Ben had learned a lot from his GAG comrades about tailing suspects discreetly, and one basic trick was to overshoot an exit and double back.

He dropped out of hyperspace and headed back Coreward to Taanab, not Hapes, even though he was sure the Sith sphere was there.

He could feel it, but he couldn't detect it conventionally; he could have spoken to it, but he stayed shut down in the Force to avoid Lumiya's attention. He tried to work out why she was interested in Hapes, and failed, but there was nothing of Jacen that he could feel, just a trace of his own mother. The closer he ventured toward Hapan space, the more powerful her presence became. Don't tell me we're both following Lumiya.
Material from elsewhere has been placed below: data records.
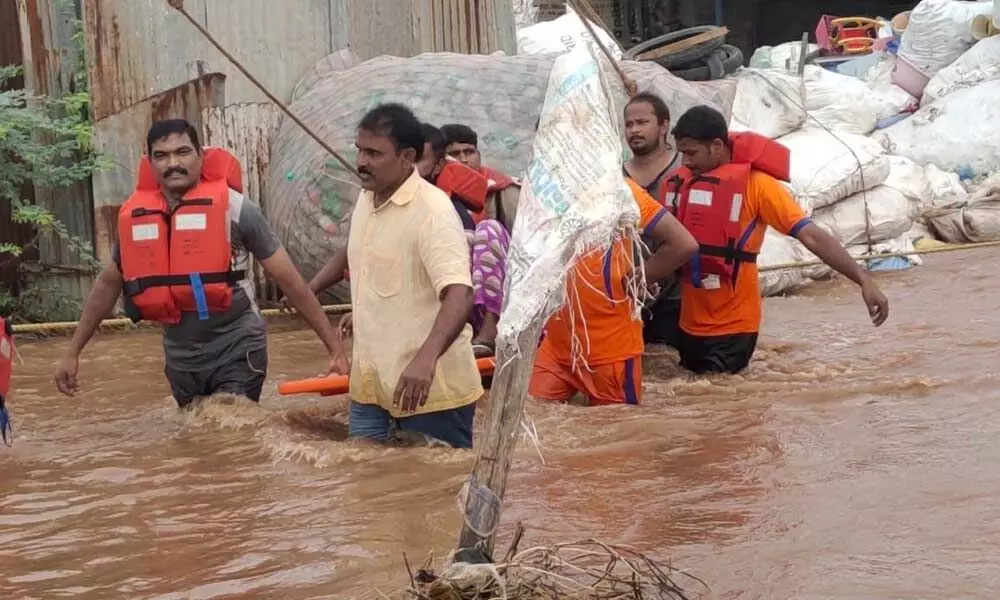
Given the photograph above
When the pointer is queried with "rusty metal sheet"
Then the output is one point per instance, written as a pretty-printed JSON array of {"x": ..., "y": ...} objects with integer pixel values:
[
  {"x": 139, "y": 48},
  {"x": 122, "y": 137}
]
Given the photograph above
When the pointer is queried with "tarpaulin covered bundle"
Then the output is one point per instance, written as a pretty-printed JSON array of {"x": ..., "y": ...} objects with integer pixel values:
[{"x": 311, "y": 195}]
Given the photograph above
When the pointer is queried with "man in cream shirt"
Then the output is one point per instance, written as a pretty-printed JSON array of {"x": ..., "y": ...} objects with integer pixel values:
[{"x": 413, "y": 366}]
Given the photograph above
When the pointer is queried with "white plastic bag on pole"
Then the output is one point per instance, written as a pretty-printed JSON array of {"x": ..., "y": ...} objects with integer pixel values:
[{"x": 573, "y": 198}]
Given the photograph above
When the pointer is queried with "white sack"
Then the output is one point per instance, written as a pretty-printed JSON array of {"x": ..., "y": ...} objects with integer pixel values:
[
  {"x": 962, "y": 130},
  {"x": 779, "y": 249},
  {"x": 888, "y": 216},
  {"x": 825, "y": 170},
  {"x": 768, "y": 102},
  {"x": 926, "y": 187},
  {"x": 783, "y": 56},
  {"x": 939, "y": 32},
  {"x": 574, "y": 198},
  {"x": 981, "y": 63},
  {"x": 563, "y": 35},
  {"x": 973, "y": 219},
  {"x": 848, "y": 104}
]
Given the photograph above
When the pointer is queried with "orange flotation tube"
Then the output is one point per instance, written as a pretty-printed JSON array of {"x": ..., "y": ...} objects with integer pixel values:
[{"x": 340, "y": 384}]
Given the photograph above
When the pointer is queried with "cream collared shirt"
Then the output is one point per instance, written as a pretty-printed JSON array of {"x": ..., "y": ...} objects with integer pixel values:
[{"x": 402, "y": 255}]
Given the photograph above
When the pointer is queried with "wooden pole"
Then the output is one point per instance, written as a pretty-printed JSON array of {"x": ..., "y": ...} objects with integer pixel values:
[{"x": 496, "y": 450}]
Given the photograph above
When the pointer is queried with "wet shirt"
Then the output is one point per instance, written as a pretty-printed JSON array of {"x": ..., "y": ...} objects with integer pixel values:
[
  {"x": 196, "y": 345},
  {"x": 598, "y": 310},
  {"x": 403, "y": 255},
  {"x": 737, "y": 309}
]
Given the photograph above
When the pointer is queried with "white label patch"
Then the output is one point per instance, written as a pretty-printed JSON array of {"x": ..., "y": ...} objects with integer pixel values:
[
  {"x": 711, "y": 282},
  {"x": 700, "y": 197},
  {"x": 191, "y": 222},
  {"x": 146, "y": 232},
  {"x": 734, "y": 211}
]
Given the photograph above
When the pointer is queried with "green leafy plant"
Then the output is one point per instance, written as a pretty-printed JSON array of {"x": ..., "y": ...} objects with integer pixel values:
[{"x": 45, "y": 142}]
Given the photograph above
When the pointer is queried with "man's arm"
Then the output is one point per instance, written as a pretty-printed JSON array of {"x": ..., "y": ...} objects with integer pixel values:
[
  {"x": 830, "y": 251},
  {"x": 779, "y": 210},
  {"x": 677, "y": 246},
  {"x": 100, "y": 303},
  {"x": 259, "y": 239}
]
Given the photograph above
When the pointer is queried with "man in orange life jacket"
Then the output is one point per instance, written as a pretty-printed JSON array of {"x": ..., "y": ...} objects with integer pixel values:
[
  {"x": 647, "y": 126},
  {"x": 6, "y": 369},
  {"x": 726, "y": 194},
  {"x": 501, "y": 204},
  {"x": 185, "y": 237}
]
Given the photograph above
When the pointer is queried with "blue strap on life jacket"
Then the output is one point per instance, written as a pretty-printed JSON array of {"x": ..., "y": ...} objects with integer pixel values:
[
  {"x": 6, "y": 431},
  {"x": 198, "y": 289}
]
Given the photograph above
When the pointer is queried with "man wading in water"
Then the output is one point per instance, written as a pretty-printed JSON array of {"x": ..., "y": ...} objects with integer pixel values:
[
  {"x": 184, "y": 239},
  {"x": 647, "y": 124},
  {"x": 411, "y": 291}
]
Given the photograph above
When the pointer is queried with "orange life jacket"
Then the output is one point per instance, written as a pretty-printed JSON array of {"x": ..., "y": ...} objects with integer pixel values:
[
  {"x": 709, "y": 206},
  {"x": 464, "y": 183},
  {"x": 496, "y": 180},
  {"x": 6, "y": 370},
  {"x": 179, "y": 260}
]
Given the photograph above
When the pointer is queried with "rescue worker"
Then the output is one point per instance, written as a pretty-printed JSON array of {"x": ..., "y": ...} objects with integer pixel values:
[
  {"x": 463, "y": 145},
  {"x": 647, "y": 128},
  {"x": 727, "y": 194},
  {"x": 593, "y": 346},
  {"x": 7, "y": 351},
  {"x": 185, "y": 237}
]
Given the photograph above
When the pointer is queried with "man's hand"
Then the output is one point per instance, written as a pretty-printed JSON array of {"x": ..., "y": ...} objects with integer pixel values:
[
  {"x": 340, "y": 364},
  {"x": 66, "y": 374},
  {"x": 346, "y": 327},
  {"x": 877, "y": 303},
  {"x": 414, "y": 383}
]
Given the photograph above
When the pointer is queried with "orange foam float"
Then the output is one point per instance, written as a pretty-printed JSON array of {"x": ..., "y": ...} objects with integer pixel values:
[{"x": 335, "y": 385}]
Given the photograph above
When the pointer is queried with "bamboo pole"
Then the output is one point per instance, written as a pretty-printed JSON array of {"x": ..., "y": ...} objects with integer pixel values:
[
  {"x": 496, "y": 451},
  {"x": 65, "y": 326},
  {"x": 178, "y": 5}
]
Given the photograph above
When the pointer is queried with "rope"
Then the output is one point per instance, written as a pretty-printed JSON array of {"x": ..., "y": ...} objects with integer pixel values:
[
  {"x": 61, "y": 326},
  {"x": 583, "y": 10},
  {"x": 942, "y": 248},
  {"x": 179, "y": 6}
]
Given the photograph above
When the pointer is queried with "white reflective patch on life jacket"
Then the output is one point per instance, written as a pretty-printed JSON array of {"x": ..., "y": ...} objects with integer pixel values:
[
  {"x": 145, "y": 232},
  {"x": 191, "y": 222},
  {"x": 700, "y": 197},
  {"x": 734, "y": 210}
]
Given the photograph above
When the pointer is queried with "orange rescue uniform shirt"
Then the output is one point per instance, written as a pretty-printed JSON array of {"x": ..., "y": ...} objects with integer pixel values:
[
  {"x": 598, "y": 302},
  {"x": 737, "y": 309}
]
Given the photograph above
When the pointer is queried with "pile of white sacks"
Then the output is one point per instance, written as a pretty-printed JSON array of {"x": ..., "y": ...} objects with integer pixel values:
[{"x": 875, "y": 189}]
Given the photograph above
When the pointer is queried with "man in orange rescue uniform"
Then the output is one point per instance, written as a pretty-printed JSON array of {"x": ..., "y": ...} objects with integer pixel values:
[
  {"x": 185, "y": 237},
  {"x": 593, "y": 345},
  {"x": 725, "y": 194}
]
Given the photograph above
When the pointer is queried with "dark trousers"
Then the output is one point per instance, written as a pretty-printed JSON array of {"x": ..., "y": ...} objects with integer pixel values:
[
  {"x": 243, "y": 376},
  {"x": 716, "y": 354}
]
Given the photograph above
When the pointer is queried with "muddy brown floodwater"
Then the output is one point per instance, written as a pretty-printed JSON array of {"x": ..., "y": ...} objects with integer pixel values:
[{"x": 847, "y": 463}]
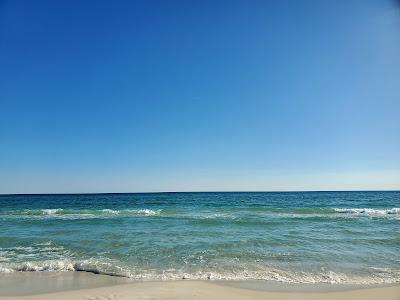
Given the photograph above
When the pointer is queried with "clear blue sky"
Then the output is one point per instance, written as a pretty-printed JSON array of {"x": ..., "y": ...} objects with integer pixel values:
[{"x": 132, "y": 96}]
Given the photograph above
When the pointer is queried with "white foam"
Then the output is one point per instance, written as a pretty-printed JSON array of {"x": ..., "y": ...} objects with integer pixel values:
[
  {"x": 52, "y": 211},
  {"x": 369, "y": 211},
  {"x": 108, "y": 267}
]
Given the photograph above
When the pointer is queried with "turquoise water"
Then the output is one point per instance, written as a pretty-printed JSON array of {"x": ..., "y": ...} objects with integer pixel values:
[{"x": 307, "y": 237}]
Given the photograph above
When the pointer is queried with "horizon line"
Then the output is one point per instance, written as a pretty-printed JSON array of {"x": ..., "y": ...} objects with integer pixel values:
[{"x": 176, "y": 192}]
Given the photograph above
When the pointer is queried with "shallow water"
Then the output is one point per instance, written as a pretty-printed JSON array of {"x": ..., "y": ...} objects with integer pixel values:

He'd have some explaining to do. But it didn't matter: he'd happily take being grounded for a year and even sent to Ossus as long as he could keep an eye on his mom right now. He set a course for the freight corridor and dropped out into realspace again, merging with the convoys of transports then with a group of ore haulers. Running a loop had also served another purpose: almost like listening to the source of a sound, Ben made a mental map of the silent voice of the Sith sphere and got a good sense of where it was in physical space. It was close to Hapes itself.

And—he felt it now—so was his mother. She'd found Lumiya, then.

She'd beaten him to the target.

Ben savored a brief fantasy of emptying the shuttle's cannon into the sphere, felt strangely sorry to destroy the ship just to finish Lumiya, and wondered if all boys went through a stage of feeling aggressively protective toward their mothers. Maybe that went with finding it so hard to deal with fathers as you grew up. It was that alpha-male thing.